Bilgi Üniversitesi Mimarlık Bölümü’nden mezun olduktan sonra birkaç yerle iş görüşmesi yaptım. O sırada çevremde Piramit Mimarlık’ı çok öneren oldu. Köklü ve piyasaya hakim bir firma olduğunu ve çok sayıda projeye imza attığını söylediler. Tecrübe kazanabileceğim bir ofis olduğunu düşünerek randevu aldım ve başvuruda bulundum. Turgut Bey’le görüştükten sonra anlaştık. Bir seneyi aşkın süredir de Piramit Mimarlık’ta çalışıyorum. Daha önce staj yaptığım yerler olsa da burası profesyonel olarak ilk ofis deneyimim.
Görüşmemiz sırasında Turgut Bey’in söylediği ilk şey, bu ofisin biraz disiplinli olduğuydu. “Yıllardır işleyişimiz bu şekilde” demişti. Ofisin son senelerde yaptığı projeler beni çok etkilemişti. Bazen bunalsanız da diğer türlü bu işler çıkmayabilir. Çünkü çok sayıda büyük ölçekli proje yapıyoruz. Hep bir yoğunluk var. İş saatleri biraz uzun ama öyle olmasa da projeyi yetiştirmek için biz uzatıyoruz. Hafta sonu bazen dönüşümlü olarak ofise geliyoruz ama bu işin yoğunluğuna bağlı olarak değişiyor.
Ben daha çok Mehmet Toydemir ile birlikte çalışıyorum. Onu bir akıl hocası olarak görüyorum. Uygulamadan ziyade konsept projelere bakıyor. Ondan ne öğrenebilirsem benim için çok değerli. Şu sıralar İstanbul Zaim Üniversitesi Halkalı Kampüsü ile yine aynı bölgedeki Teknopark’ın avan projesi üzerinde çalışıyoruz. Proje geliştirirken konseptten itibaren biz de sürece katılıyoruz.

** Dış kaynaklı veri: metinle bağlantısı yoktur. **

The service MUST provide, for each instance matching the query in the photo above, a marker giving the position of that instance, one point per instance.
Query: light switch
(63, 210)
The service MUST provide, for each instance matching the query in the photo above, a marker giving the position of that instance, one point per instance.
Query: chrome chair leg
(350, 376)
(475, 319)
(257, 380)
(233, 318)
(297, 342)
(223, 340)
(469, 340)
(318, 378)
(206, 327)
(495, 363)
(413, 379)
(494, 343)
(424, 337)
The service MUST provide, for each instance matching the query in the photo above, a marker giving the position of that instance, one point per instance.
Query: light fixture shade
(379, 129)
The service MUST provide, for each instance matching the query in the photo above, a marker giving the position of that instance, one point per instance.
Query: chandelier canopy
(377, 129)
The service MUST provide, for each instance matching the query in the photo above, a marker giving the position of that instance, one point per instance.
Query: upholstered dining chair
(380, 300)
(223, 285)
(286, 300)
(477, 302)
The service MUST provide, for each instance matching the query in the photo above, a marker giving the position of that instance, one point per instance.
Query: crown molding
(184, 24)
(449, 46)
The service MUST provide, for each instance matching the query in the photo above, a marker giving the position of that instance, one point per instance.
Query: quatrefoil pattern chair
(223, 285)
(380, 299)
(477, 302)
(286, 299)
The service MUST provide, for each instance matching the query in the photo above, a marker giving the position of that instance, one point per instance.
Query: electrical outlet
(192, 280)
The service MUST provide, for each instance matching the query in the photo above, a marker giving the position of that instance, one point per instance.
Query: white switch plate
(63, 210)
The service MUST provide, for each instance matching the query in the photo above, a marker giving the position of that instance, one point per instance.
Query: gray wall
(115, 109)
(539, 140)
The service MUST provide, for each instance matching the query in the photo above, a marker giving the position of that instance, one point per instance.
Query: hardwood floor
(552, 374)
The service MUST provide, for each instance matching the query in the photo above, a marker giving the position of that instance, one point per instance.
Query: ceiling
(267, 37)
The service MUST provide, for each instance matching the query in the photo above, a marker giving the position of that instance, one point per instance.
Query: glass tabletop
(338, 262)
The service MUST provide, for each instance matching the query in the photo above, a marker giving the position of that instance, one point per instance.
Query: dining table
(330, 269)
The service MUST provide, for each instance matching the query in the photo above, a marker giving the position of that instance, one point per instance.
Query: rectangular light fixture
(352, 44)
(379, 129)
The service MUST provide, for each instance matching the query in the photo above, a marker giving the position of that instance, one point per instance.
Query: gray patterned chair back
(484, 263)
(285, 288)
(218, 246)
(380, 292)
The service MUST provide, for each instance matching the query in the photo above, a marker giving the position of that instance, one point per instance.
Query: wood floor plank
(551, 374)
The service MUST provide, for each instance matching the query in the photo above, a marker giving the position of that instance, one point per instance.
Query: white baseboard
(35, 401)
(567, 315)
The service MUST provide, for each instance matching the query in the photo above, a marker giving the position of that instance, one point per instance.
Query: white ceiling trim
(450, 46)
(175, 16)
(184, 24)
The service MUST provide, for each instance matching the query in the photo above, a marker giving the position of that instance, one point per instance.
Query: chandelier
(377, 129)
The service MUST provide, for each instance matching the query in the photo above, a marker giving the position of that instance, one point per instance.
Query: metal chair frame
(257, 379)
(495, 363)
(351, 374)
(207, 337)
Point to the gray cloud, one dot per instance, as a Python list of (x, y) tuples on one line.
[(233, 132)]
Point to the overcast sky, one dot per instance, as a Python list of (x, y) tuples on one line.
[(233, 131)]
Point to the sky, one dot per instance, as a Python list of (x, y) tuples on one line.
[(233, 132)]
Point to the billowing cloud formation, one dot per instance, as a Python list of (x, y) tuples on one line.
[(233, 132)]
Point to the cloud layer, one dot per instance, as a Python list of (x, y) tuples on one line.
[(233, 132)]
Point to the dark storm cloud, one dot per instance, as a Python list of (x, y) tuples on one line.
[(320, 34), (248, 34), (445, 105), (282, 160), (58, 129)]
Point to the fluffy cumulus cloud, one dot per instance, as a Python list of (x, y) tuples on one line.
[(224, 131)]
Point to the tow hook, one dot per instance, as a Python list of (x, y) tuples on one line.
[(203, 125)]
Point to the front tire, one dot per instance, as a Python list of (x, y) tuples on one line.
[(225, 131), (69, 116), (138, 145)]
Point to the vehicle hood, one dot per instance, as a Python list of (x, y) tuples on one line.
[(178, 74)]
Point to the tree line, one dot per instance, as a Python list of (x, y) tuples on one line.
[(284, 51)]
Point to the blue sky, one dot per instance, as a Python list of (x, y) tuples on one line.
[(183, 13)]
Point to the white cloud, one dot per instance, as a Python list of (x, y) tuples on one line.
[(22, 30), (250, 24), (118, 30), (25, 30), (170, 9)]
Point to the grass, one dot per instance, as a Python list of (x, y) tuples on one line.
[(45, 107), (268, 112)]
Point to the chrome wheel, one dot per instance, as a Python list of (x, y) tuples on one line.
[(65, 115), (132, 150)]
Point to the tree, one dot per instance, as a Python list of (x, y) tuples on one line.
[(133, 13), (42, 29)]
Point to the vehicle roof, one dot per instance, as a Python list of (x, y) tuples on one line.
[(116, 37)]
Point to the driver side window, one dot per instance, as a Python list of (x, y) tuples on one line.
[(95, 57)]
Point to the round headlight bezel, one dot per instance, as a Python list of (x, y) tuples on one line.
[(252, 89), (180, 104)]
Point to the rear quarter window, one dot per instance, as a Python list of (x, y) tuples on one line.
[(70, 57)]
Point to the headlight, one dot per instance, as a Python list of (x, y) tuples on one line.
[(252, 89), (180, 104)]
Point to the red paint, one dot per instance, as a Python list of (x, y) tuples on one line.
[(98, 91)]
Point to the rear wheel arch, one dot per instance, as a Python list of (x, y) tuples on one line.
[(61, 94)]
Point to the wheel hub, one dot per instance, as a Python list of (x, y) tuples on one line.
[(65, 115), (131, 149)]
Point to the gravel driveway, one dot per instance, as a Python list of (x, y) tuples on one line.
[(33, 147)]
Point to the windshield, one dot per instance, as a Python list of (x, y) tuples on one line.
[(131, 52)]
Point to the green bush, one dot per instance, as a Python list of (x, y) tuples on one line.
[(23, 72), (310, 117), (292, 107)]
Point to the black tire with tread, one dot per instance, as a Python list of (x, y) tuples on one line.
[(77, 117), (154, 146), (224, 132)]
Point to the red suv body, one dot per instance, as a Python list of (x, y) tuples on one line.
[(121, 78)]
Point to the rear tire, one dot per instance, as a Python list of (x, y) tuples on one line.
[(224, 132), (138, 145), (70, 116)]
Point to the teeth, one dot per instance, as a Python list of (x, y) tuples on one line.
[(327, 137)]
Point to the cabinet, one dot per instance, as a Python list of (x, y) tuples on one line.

Toplantı halinde eskizler yapılıyor, araştırma ve analizler üzerinden tartışılarak perspektiflerle devam ediliyor. Turgut Bey, Ayşe Hanım, Mehmet Bey, Erhan Bey ve diğer herkesin katılımıyla bir beyin fırtınası yapılarak proje şekil alıyor.
Piramit Mimarlık’ın tamamlanan yapıları arasında en çok beğendiklerim olarak House Residence, Nurol Tower, Avantgarde Hotel ve Shangri-La Bosphorus’u sayabilirim. Bir ara daha önceden yapılmış projelere ilişkin bir sunum hazırlamıştım. Tüm bu işleri görmek beni çok etkilemişti. Özellikle Büyükdere-Maslak hattı üzerinde bir sürü projeye imza atmış köklü bir ofisiz.
Ofiste yabancı ekip arkadaşlarımız da var. Bu hem bize hem de onlara farklı bir katkı oluyor. Biz İngilizcemizi geliştirirken onlar Türkçe öğreniyor. Projeleri İngilizce tartışmanın bana çok şey kattığını söyleyebilirim. Ama Piramit Mimarlık’ın bana en büyük katkısı, uygulama projesinden bitiş noktasına kadar bir projenin her aşamasını deneyimlemek. Turgut Bey, Mehmet Bey ve ben üç farklı nesiliz. Burası disiplinli bir ofis olsa da gayet güzel anlaşıyoruz. İlk geldiğim günden bu yana ofise giderek daha fazla alıştım.